El lunes por la mañana, preparó la moto para ir ha hacer unos recados antes de ir al trabajo, al cojer la moto para arrancarla, su brazo izquierdo perdió la fuerza y no podía sujetar la moto, entro en casa para avisar a Marta y en ese momento, ella supo que le pasaba algo.Miguel, se sentó en el suelo, se quedó pálido, ella no esperó mas y llamó al 112. Le atendió inmediatamente una señorita, a lo cual Marta gritó:
Mandeme una ambulancia a la C/ siete rosas num tres, en Miraflores, por favor.
Tranquila señora, que enseguida le ponemos con un médico.
No me pongas con ningún médico, mandame una ambulancia, ya!.
Le paso con el médico, señora. Le dijo la telefonista.
Si, dígame que le ocurre al paciente.
Mandeme una ambulancia, ya. Volvió a gritar Marta
Ya está en camino señora, pero que le ocurre.
El médico, al describirle Marta los síntomas, ya sabía de que se trataba, le volvió a repetir que la ambulancia llegaría en unos minutos, ella tiró el teléfono y se arrodilló para atender a su marido. Comenzó a ponerle las manos para hacerle Reiki y la situación no mejoraba mucho, para consuelo de ella la ambulancia efectivamente tardó cinco minutos escasos en llegar. Tres personas con todo el instrumental médico se hicieron cargo de la situación. Comenzaron a desvestirle, en el suelo le envolvieron en una sabana para subirle así a la camilla, una vez alli le pusieron las vías intravenosas, le conectaron el electro para controlarle el ritmo, para el traslado.

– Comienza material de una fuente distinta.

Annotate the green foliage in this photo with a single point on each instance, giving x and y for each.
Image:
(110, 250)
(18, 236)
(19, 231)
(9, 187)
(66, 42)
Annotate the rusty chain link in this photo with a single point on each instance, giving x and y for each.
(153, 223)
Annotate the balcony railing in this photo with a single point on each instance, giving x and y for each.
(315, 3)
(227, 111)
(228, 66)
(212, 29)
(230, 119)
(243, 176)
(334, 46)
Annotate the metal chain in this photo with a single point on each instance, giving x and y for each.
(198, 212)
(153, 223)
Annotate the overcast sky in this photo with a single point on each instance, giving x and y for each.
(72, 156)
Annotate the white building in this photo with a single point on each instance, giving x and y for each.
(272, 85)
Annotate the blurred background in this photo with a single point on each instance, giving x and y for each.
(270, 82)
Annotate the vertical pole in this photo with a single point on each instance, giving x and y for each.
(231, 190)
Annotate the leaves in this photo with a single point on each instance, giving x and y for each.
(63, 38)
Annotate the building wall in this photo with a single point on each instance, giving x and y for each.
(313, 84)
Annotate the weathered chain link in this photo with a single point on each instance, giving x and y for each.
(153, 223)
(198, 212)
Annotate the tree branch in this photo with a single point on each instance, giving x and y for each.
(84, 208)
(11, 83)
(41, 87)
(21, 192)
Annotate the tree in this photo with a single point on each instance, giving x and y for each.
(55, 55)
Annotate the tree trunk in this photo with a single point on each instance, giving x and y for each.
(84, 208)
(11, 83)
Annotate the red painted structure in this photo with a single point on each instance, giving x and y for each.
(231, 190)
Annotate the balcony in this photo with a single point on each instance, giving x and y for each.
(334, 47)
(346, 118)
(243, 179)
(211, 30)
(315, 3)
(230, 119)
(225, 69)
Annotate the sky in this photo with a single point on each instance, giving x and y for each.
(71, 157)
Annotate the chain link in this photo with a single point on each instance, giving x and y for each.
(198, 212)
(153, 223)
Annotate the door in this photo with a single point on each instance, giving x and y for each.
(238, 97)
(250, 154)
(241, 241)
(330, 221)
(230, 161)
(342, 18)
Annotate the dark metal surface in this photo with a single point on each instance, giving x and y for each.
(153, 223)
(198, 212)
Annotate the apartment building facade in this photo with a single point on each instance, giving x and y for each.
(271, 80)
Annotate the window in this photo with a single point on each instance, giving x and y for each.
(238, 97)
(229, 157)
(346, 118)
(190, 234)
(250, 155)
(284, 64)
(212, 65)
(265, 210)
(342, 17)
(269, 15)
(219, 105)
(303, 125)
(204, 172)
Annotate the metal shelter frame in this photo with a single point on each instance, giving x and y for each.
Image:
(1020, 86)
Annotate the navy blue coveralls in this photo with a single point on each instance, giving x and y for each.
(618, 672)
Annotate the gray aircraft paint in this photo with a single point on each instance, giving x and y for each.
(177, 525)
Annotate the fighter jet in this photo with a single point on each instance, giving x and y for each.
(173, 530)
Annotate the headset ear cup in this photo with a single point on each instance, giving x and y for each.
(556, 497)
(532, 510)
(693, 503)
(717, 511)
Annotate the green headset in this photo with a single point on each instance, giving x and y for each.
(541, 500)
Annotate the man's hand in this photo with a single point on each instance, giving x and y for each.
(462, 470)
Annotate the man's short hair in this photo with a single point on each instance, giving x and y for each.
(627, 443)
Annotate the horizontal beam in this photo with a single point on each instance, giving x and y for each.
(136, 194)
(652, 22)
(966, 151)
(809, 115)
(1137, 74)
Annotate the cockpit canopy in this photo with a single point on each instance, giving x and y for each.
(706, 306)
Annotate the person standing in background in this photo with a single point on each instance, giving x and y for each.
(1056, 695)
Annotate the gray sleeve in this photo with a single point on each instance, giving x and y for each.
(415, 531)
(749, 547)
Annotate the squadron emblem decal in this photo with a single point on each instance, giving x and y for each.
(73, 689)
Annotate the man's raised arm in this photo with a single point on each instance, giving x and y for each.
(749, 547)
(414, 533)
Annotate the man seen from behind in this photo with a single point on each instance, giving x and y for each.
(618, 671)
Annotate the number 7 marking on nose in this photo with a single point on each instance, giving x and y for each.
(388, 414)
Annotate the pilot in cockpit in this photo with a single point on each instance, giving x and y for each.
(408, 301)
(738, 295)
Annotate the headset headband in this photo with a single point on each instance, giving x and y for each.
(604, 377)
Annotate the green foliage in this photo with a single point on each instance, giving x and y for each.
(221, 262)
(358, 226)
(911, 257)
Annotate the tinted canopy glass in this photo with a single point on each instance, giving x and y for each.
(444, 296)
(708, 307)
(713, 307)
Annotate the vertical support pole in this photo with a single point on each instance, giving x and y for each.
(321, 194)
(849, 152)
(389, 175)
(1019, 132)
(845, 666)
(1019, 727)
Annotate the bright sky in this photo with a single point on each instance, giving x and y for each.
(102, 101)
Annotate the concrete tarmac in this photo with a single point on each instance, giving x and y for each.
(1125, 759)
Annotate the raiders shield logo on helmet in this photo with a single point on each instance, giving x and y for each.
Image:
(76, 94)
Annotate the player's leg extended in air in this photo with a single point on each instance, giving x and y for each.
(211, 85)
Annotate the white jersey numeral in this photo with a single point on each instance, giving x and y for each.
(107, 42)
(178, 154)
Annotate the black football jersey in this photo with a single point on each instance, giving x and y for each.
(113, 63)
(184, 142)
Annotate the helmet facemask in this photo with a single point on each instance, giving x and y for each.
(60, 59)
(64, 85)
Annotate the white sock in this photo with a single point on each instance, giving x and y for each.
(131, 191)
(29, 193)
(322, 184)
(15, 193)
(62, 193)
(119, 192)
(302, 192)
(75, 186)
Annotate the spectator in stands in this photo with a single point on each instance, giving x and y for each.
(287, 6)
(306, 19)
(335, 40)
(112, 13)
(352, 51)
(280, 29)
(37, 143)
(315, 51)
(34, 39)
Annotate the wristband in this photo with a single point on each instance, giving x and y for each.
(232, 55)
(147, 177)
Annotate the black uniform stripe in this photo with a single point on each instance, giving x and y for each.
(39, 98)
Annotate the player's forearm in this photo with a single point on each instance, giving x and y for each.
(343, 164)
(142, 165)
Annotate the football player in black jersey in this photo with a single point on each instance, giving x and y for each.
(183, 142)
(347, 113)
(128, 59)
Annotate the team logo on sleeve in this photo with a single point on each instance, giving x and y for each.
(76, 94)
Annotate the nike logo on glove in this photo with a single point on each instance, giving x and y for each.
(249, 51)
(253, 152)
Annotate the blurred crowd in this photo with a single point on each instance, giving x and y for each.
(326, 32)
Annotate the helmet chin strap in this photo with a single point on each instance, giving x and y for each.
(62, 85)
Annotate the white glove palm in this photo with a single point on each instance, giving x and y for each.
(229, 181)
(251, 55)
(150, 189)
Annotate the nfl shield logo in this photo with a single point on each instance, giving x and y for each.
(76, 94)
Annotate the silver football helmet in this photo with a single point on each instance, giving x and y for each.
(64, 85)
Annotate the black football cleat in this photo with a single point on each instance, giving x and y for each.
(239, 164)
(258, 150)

Yo pasaba por su puerta, como cada mañana para ir ha hacer footing, ví a Miguel en la puerta ya subido en la camilla, con todo el personal de emergencias a su alrededor, me quedé parada en el momento sin darme cuenta de lo que estaba viendo, estaba absorta mirándole mientras le veía cambiar de color de blanco a morado, en ese momento me devolvió a la consciencia el enfermero, que me pedía que no le tocara, mientras el otro le ponía las palas en el torax para reanimarle, ví a Miguel abrir los ojos fuertemente como salido de un trance y recuperar el color. Uno de los enfermeros le tapó de nuevo con la sábana, para avanzar a la ambulancia, al llegar al portón trasero, el enfermero tiró de la camilla y ascendió al interior, mientras la chica le conectaba de nuevo a varios aparatos del interior, cerró la puerta tras de si y la ambulancia inició marcha de forma inmediata. De camino al hospital, la ambulancia circulaba por tramos, disminuía la marcha de repente y aceleraba a toda prisa acto seguido, por lo que intuimos lo que iba ocurriendo en el interior. La ambulancia llegó al Hospital Central, a la unidad coronaria, donde le esperaba todo el personal para ir directos al quirófano, en la puerta del hospital estaban los celadores para llevarle al quirófano. Una vez dentro, apesar de su estado muy crítico, se le operaría a ciegas para parar los infartos. Localizado el coágulo de la artería, el infarto tendría que aplacarse, entrar en ritmo y frecuencia normal. Así fue, tras una sucesión de cosas bien hechas por parte de todos los intervinientes del acto, a las dos de la tarde, Miguel abría los ojos en la UVI, sin saber demasiado bien que había ocurrido.